Evelyn Funk: Dashboards sind im Bereich PME noch nicht weit verbreitet, du hast sie aber schon im Kontext der wissenschaftlichen Projektbegleitung eingesetzt. Haben die Auftraggeber explizit danach gefragt, oder ging die Idee eher von dir aus?

Sebastian Ottmann: Der Impuls ging eher von uns aus. Ich hatte mich mit Datenvisualisierung auseinandergesetzt und bin so zu Dashboards gekommen. In diesem Projekt trieb uns immer wieder die Frage um, wie man Ergebnisse so aufbereiten kann, dass sie von pädagogischen Fachkräften vor Ort genutzt werden. So eine direkte Nutzung ist nur möglich, wenn Ergebnisse zeitnah und gut aufbereitet vorliegen.  Auch ist eine Interaktivität wichtig, also das die Fachkräfte auch unterschiedliche Auswertungen (z. B. nach Jahren) abrufen können. Da das ein klassischer PDF-Report nur bedingt leisten kann, haben wir vorgeschlagen, Dashboards zu nutzen.

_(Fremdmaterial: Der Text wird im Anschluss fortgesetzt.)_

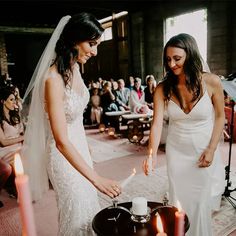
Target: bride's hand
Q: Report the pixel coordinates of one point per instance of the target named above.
(109, 187)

Evelyn: Du hast dazu ja schon einen ganzen Beitrag in der Zeitschrift für Evaluation verfasst – aber kannst Du für unsere Leser*innen trotzdem kurz zusammenfassen, was ein Dashboard ist?

Sebastian: Ein Dashboard ist eine kompakte Darstellung von Ergebnissen in Form von Visualisierungen auf einer Internetseite oder in einem Softwareprogramm. Die zugrundeliegenden Daten sind hier zusammengefasst und so aufbereitet, dass sie schnell zugänglich sind. Es gibt für die Nutzer auch Möglichkeiten, die Daten je nach Interesse weiter zu analysieren, z.B. sich bestimmte Werte für Regionen oder Berichtsjahre ausweisen zu lassen.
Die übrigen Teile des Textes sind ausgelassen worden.